[AUTO-INF-6] Shore up coverage for autonomy controller and automation tooling #9790

Open
opened 2026-04-15 15:50:21 +00:00 by HAL9000 · 0 comments
Owner

Summary

  • scripts/validate_automation_tracking.py is uncovered by tests even though it enforces automation issue naming conventions and label policy.
  • scripts/create_template_db.py has no automated verification for Alembic stamping or file permissions despite being invoked by every nox session.
  • src/cleveragents/application/services/autonomy_controller.py lacks direct tests for its weighting, history, and explanation logic that gate automation decisions.

Findings

scripts/validate_automation_tracking.py

  • coverage config (see pyproject.toml tool.coverage.run.source) includes the scripts package, but the features directory listing shows no scenarios referencing automation_tracking (GET /api/v1/repos/cleveragents/cleveragents-core/contents/features?ref=master filtered via jq returned zero matches for automation_tracking).
  • CLI pathways (--title, --repo, --validate-all) and helpers (validate_tracking_title, validate_automation_tracking_issue, _run_validate_all) guard issue formatting but are untested, so regressions in regex or label enforcement reach CI unchecked.

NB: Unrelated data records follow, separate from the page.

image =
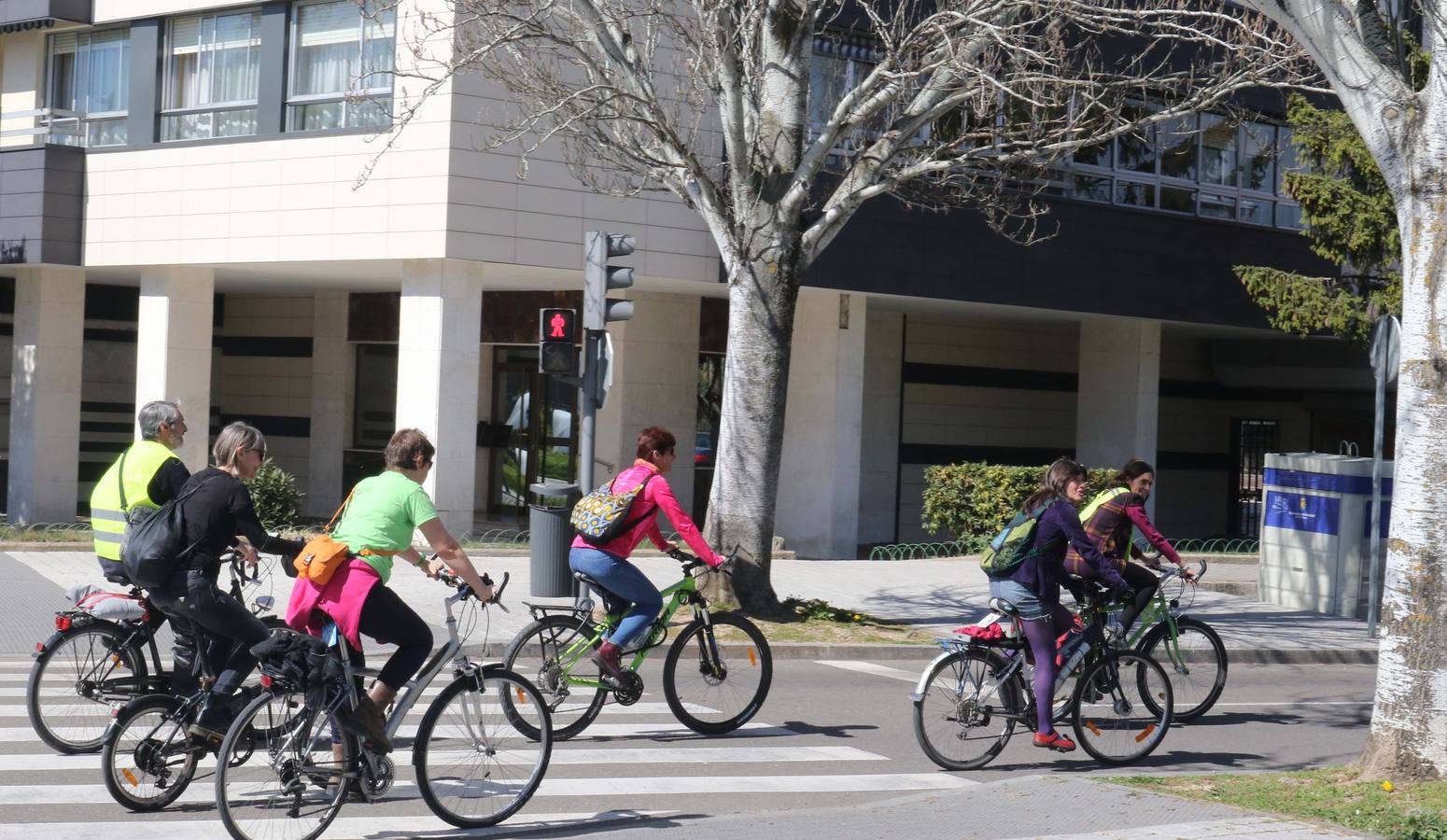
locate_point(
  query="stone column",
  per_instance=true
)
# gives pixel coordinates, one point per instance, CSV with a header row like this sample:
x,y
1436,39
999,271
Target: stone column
x,y
1118,394
437,356
330,360
174,350
818,511
45,394
655,384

scripts/create_template_db.py

  • The same coverage config includes scripts, yet a search for template_db within the feature catalog returned nothing; there is no fast unit covering create_template.
  • The helper deletes and recreates SQLite files, stamps Alembic head via ScriptDirectory.get_current_head, and chmods 0o664; if head detection or permissions break, the pre-migrated template used by behave/robot suites fails during CI without early warning.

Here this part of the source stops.